Primary hepatocyte and Kupffer cell cultures confirm differential regulation of Ppara-target gene expression. Primary hepatocyte and Kupffer cell populations were isolated from Ppara^+/+, Ppara^−/−, Ppara^△Hep, and Ppara^△Mac mouse livers. Cells were cultured ex vivo and treated with 100 µM Wy-14643 for 16 h.
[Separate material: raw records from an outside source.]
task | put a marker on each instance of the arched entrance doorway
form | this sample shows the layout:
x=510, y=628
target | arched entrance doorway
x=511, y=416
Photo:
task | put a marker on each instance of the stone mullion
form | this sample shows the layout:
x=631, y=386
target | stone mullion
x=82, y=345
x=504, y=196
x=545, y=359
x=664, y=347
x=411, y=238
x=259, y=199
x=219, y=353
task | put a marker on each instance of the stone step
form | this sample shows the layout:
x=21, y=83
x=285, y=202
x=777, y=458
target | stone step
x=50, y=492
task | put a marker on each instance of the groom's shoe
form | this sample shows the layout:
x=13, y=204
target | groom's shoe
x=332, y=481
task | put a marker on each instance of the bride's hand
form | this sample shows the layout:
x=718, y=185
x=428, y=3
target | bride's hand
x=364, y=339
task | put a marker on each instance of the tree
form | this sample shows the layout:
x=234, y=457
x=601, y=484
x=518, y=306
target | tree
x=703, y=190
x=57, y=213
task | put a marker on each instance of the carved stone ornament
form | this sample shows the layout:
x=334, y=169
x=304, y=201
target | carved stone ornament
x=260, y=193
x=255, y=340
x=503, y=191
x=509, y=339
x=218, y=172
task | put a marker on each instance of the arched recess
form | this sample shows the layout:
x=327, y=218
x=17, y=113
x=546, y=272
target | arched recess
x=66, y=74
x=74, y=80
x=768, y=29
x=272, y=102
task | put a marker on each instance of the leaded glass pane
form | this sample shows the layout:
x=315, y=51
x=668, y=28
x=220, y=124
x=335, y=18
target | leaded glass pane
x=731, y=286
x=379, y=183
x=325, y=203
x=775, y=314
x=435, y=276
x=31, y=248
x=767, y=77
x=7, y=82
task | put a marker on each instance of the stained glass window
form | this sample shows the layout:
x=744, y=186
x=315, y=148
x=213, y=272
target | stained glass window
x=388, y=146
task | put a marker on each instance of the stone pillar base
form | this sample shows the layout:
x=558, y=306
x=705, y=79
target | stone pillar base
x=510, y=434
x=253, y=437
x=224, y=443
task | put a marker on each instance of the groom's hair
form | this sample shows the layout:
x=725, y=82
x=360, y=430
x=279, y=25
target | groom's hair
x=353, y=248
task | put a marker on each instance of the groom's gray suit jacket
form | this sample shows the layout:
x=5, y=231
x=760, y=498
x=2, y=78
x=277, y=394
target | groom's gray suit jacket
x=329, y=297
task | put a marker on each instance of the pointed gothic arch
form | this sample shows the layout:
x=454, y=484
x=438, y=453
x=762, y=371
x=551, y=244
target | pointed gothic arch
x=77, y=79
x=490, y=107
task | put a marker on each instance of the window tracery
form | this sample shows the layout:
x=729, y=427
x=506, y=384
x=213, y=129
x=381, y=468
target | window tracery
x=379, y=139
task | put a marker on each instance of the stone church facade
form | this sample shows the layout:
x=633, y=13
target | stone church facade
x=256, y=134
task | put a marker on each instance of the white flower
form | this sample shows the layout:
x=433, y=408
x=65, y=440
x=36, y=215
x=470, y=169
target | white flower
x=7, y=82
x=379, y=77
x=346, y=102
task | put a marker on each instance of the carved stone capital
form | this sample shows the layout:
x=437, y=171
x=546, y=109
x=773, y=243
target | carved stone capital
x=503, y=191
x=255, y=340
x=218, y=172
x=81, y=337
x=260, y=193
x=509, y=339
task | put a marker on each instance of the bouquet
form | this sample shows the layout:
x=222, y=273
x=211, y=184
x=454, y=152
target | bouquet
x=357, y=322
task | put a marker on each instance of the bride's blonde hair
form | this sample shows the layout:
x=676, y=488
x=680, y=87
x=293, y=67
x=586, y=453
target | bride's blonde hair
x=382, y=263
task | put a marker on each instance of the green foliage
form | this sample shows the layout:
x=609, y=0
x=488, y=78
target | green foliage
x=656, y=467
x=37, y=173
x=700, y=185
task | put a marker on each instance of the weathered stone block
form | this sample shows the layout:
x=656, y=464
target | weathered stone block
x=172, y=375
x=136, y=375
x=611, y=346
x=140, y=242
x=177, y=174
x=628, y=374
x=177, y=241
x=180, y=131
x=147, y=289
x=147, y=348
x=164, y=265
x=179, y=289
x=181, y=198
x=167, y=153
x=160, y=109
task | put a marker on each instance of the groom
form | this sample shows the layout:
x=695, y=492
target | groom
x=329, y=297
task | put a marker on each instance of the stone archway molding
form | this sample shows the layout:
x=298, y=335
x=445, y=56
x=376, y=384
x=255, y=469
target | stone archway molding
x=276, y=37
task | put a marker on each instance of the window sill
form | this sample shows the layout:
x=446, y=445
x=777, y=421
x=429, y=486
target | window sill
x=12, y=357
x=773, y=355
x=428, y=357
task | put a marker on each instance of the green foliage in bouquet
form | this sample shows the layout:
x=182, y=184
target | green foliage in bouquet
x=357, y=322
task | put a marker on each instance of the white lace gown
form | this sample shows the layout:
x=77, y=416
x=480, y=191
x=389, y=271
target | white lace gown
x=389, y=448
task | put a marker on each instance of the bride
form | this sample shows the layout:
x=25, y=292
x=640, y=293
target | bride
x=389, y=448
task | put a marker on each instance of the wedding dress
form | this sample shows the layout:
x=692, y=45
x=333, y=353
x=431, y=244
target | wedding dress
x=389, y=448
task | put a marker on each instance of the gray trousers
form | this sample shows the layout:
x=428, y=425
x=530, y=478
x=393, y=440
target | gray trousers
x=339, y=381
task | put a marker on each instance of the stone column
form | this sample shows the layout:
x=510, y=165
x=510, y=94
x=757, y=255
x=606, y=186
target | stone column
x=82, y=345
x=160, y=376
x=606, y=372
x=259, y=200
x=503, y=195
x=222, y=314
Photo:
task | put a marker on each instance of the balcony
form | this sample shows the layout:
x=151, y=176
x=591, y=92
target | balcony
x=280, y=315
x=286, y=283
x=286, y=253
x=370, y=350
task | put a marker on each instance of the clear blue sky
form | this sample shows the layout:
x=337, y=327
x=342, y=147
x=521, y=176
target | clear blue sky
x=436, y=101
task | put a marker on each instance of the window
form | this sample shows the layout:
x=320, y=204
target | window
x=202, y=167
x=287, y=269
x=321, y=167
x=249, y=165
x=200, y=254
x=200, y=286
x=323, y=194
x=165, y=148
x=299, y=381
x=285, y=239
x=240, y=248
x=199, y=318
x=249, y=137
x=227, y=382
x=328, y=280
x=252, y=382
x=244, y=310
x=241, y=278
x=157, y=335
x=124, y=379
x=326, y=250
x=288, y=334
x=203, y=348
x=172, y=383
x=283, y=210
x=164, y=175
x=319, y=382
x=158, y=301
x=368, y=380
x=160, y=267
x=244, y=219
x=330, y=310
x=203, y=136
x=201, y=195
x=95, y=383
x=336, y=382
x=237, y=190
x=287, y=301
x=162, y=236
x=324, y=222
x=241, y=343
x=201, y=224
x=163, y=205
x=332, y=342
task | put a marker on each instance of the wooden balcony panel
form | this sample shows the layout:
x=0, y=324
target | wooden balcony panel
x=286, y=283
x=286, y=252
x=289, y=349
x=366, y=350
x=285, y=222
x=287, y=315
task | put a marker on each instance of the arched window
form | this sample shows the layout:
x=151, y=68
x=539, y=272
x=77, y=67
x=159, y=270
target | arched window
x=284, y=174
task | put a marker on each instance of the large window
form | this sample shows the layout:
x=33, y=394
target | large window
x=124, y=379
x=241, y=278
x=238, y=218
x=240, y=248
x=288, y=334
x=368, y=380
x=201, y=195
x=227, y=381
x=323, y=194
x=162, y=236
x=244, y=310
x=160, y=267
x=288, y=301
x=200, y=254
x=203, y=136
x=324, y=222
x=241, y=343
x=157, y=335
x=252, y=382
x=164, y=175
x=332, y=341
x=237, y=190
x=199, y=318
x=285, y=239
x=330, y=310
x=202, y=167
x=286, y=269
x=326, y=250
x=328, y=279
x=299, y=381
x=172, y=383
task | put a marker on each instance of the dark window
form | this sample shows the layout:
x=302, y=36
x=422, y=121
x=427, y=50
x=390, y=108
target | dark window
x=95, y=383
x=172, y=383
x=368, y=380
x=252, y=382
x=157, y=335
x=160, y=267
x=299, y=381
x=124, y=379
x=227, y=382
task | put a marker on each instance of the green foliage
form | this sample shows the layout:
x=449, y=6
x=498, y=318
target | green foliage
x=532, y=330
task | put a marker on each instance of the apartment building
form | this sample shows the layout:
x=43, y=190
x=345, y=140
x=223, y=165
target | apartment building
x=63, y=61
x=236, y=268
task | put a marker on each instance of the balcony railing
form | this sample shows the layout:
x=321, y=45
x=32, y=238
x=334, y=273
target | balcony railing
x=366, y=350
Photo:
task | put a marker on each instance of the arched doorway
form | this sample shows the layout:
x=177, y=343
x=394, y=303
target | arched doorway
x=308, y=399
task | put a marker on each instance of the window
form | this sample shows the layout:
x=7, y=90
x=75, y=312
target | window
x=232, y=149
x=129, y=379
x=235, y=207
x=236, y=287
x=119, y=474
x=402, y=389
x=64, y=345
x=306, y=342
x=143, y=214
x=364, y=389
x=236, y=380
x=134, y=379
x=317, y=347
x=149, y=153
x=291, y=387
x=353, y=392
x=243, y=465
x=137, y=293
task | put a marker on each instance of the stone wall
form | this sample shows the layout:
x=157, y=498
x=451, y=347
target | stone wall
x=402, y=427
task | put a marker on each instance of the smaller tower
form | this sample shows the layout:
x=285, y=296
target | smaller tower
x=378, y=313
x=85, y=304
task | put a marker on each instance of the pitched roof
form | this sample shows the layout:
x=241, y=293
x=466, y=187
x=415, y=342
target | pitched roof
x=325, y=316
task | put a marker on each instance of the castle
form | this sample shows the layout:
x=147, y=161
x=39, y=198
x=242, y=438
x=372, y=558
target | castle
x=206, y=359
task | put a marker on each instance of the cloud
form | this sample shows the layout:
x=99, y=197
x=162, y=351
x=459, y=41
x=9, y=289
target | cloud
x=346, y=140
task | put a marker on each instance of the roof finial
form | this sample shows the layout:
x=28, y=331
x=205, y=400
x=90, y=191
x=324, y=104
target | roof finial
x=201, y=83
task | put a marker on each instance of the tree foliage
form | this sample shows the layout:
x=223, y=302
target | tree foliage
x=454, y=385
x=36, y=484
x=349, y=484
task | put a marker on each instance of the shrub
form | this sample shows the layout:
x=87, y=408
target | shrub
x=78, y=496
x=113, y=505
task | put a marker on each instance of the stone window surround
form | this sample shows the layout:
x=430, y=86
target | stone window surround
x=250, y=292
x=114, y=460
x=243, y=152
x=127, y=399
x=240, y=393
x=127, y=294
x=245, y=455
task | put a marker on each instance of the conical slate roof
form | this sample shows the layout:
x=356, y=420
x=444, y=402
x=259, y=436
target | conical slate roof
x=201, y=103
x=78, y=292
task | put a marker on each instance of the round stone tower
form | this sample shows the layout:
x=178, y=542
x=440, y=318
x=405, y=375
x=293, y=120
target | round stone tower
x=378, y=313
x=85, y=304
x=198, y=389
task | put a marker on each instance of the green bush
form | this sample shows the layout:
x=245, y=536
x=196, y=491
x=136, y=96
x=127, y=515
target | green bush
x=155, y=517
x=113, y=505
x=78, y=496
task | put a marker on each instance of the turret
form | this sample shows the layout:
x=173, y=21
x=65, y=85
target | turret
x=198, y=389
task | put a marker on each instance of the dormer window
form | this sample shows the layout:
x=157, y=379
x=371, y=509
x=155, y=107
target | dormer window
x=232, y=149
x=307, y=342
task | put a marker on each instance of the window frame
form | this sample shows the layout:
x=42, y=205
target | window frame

RNA was isolated, and gene expression analysis was performed to elucidate the cell type-specific impact of PPARA activation. Ppara disruption was confirmed in purified hepatocytes from Ppara^△Hep mice and Kupffer cells from Ppara^△Mac mice (A). Macrophage markers Adgre1 and Cd68 were expressed at similar levels in Kupffer cells from all genotypes. Primary hepatocyte gene expression was assessed after Wy-14643 treatment (B). PPARA target gene mRNAs, including Acadm, Cpt1b, and Cd36, were upregulated. Anti-inflammatory cytokine Il1rn mRNA expression was also upregulated in a hepatocyte-specific Ppara-dependent manner. Kupffer cell cultures revealed slight but significant upregulation of Ppara target gene Acadm and Cpt1b mRNAs and suppression of Il15 mRNA, providing further support for in vivo observations indicating a relationship between macrophage-specific PPARA activation and inflammation (C). Each data point represents the mean ± SD (*P < 0.05, **P < 0.01, and ***P < 0.001). ND, not detectable.